Sunni Autonomy to Defeat the Islamic State
The Islamic State’s continuing march across large parts of Syria and Iraq, and two barbaric, high-profile murders of American journalists, are forcing policymakers to face a difficult ultimatum: continue to try to stop the Islamic State by holding Iraq together through a central government that has little credibility with Sunni Iraqis or accept a de facto Sunni independent territory and work to rid it of the Islamic State.
Bringing together Shiite, Sunni and Kurdish politicians in a stable central government is important for maintaining the integrity of the parts of Iraq that are not under Islamic State control and for slowing its progress, but it is not what will defeat the organization.
Sunni trust in the political process and central government is broken beyond repair. Sunnis do not see the Shiite-led government as a political opponent they disagree with. They see it as an existential threat.
The local Iraqi players who aid the Islamic State — Sunni tribesman and former Saddam Hussein regime military elements — need to be enticed to turn against the organization. Getting them to “buy back in” will require a powerful incentive, and what this Shiite-dominated government in Baghdad currently has to offer is not enough.

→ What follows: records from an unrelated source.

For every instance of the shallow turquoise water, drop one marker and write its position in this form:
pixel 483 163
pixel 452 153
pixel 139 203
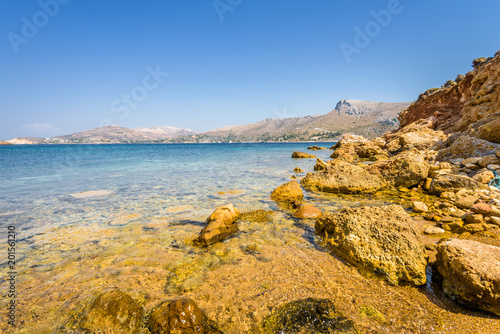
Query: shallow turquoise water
pixel 178 180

It is time for a bold solution. Baghdad should offer the Sunni tribes some sort of political autonomy, or perhaps even independence in the territory the Islamic State has carved out, on the condition that they ruthlessly eject the jihadists. This new Iraqi Sunni political entity could be a new country, a semi-autonomous regional government like Kurdistan, or a federation of tribal powers under a loose national framework like the United Arab Emirates.

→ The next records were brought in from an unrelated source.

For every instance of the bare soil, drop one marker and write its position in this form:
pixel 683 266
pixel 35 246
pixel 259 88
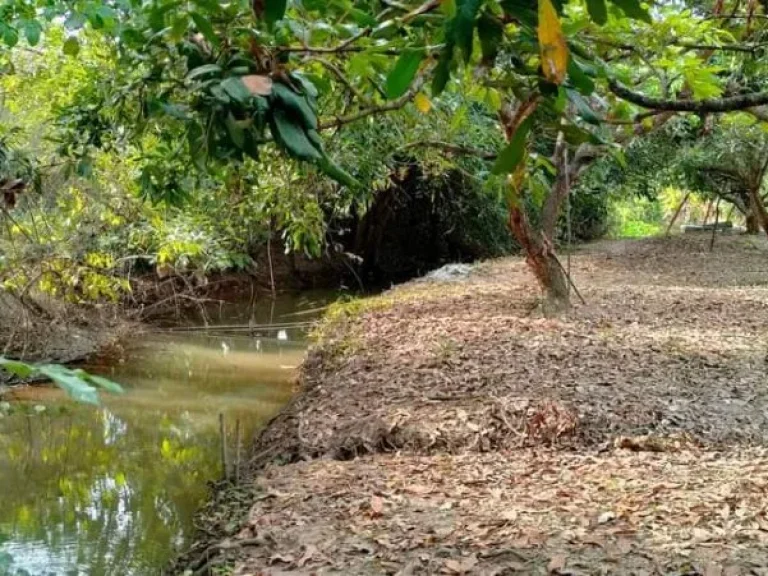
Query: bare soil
pixel 448 428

To be successful, the new territory would need to provide the three things Sunnis are now receiving from the Islamic State: protection from sectarian attacks, basic services, and salaries. How that is achieved will require intensive study and a long investment of time and money from the United States and any allies. But for starters, the United States could put considerable pressure on the government in Baghdad to keep Shiite militias and Shiite-dominated security services out of the Sunni territory. At the same time the United States should empower the appropriate tribes to establish Awakening-type armed forces to first claim territory from the Islamic State and then keep order. The United States and other allies could distribute arms, funds and aid in support of those forces through identified tribal leaders who have the largest constituencies. This in turn would create legitimate local Sunni leaders who have a true following among average Sunnis and form the basis of a political entity from which decisions could be made about the shape this territory will take and the type of government it will have.
A logical place to start a campaign against the Islamic State is in Ramadi. The Islamic State is still unable to control the Ramadi-Hit corridor because of local tribal opposition. Ramadi was the birthplace of the Awakening movement and home to the Awakening leader Ahmed Abu Risha and the Albu Fahd tribe. The Albu Fahd have historically rejected the strict interpretation of Islamic law adopted by al-Qaeda in Iraq, the precursor to the Islamic State. They especially reject the fundamental al-Qaeda and Islamic State practice of declaring huge swaths of Sunnis as not real Muslims and therefore acceptable to kill, according to the landmark 2006 study, Iraq Tribal Study – al-Anbar Governorate: The Albu Fahd Tribe, The Albu Mahal Tribe and the Albu Issa Tribe.
After successfully leading the Awakening movement in Anbar province, the Shiite-dominated government issued an arrest warrant for Abu Risha on charges of financing terrorism. But when the Islamic State swept into Fallujah and parts of Ramadi in January, the panicked Iraqi government sought Abu Risha’s help in battling the group. While he and some other tribal leaders are helping to fight the Islamic State, they have made clear they aren’t fighting for the central government, but instead to defend their traditional territory to which they are deeply loyal.
Abu Risha’s case demonstrates the deep appeal an independent Sunni territory would hold. This makes the Ramadi area an ideal base from which to launch an anti-Islamic State campaign and build support for Iraqis and Syrians to govern this Sunni territory instead of a jihadist group rife with foreigners and disdainful of tribal traditions.
This would have to be done with eyes wide open for the dangers of mismanaging it. Empowering the tribes and former regime elements to fight the Islamic State and take control of a new Sunni territory is risky to be sure, but it is the better of several bad options to neutralize the Islamic State threat. Sunnis have little reason to ever again agree to political participation in an Iraqi or Syrian central government. The political buy-in that they will likely support is to a nation or federalized area where they are secure and independent.
Jill Carroll was a freelance journalist and staff writer at The Christian Science Monitor during five years living in the Middle East, including in Baghdad from 2003-2006.